Implement Zero Trust
1/ 5
Confidence: High  |  Weight: 25%  |  Weighted: 0.25
The core mutation update_seat performs no identity or confirmation verification, no seat-availability check, and no approval gate — its sole runtime guard is an assert stripped under python -O (PRAX-2026-07-11-001, PRAX-2026-07-11-008, PRAX-2026-07-11-010); the only structural positive is that the triage agent holds no data or mutation tool.
Manage Your Supply Chain
3/ 5
Confidence: Medium  |  Weight: 15%  |  Weighted: 0.45
Repository dependencies are range-pinned with upper bounds in pyproject.toml and a full uv.lock is committed, and the example carries no credentials; the example does not pin a specific model (it inherits the SDK default), a minor gap against an otherwise solid dependency-management baseline.
Build an AI Red Team
1/ 5
Confidence: Medium  |  Weight: 15%  |  Weighted: 0.15
The repository has an extensive tests/ tree but nothing exercises this example's security behavior — no injection, identity-bypass, or seat-verification tests — and there is no evidence adversarial testing shaped the design (PRAX-2026-07-11-009).
Monitor Continuously
2/ 5
Confidence: Medium  |  Weight: 15%  |  Weighted: 0.30
Each conversation is wrapped in an SDK trace() grouped by conversation id, a real observability hook, but there is no durable, structured audit log of seat changes capturing time, customer identity, confirmation number, and old and new seat as the remit requires (PRAX-2026-07-11-004); runtime visibility is otherwise limited to console prints.

Maturity Scoring Rubric

Every score above is based on this scale. A score is a snapshot of observable posture — not a verdict on the people or team behind the system.

Score Label Meaning
5 Exemplary Best-in-class; automated, continuously tested, reference quality. Rarely achieved in shipping systems.

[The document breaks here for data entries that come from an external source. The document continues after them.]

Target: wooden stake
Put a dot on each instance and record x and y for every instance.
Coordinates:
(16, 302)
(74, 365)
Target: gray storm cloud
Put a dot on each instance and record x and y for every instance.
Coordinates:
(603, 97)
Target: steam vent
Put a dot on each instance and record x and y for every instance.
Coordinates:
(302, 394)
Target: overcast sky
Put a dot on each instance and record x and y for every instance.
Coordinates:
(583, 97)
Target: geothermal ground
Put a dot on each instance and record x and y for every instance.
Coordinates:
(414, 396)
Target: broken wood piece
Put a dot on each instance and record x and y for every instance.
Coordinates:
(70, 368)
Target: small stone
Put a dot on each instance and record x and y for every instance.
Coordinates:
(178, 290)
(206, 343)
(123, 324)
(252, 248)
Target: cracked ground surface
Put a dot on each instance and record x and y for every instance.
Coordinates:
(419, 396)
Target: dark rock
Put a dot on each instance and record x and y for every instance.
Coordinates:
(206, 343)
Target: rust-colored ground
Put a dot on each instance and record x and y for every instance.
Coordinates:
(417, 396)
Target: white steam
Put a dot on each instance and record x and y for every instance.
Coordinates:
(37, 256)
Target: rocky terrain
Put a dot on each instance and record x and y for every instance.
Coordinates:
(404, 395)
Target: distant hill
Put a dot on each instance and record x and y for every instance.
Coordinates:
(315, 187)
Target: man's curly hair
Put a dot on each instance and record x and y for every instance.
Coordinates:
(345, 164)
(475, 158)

4 Strong Comprehensive controls, active management, minor gaps. Production-ready.
3 Established Documented controls consistently applied; known gaps accepted. A respectable baseline.

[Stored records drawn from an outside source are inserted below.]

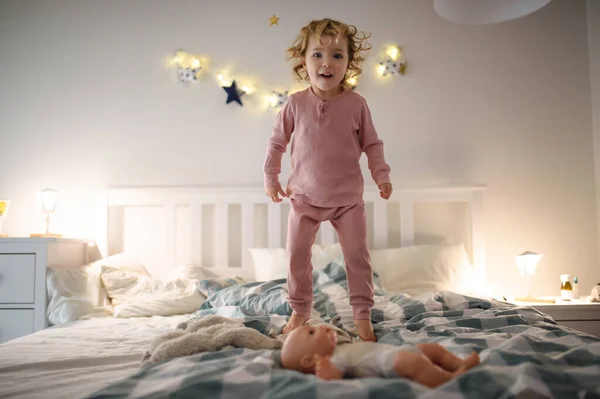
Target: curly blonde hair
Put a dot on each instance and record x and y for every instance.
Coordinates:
(357, 47)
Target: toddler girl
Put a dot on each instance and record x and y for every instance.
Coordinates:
(332, 127)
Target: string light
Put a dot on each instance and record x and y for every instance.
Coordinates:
(393, 63)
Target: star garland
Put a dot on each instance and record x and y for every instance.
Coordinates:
(190, 66)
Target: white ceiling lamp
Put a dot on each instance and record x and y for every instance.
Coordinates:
(485, 12)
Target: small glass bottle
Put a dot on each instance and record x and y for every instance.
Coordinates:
(566, 289)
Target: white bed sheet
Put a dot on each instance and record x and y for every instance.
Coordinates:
(76, 359)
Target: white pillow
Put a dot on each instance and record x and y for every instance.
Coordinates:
(138, 295)
(272, 263)
(76, 293)
(424, 268)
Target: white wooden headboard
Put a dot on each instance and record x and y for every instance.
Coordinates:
(166, 226)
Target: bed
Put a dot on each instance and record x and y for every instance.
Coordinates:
(218, 251)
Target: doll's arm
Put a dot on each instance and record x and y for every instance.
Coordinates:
(326, 370)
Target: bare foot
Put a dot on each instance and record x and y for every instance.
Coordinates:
(365, 330)
(468, 363)
(294, 322)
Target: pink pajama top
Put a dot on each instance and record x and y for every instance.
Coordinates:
(329, 137)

2 Partial Some controls exist but coverage is incomplete; key gaps remain.
1 Ad hoc Informal or inconsistent measures; relies on individual judgment.
0 Absent No evidence this category is addressed at all.
Weighting: the weighted overall above is the sum of each category's score × weight (the per-category weights are shown on each card). Zero Trust carries double weight by design; see the RAISE framework reference for the rationale.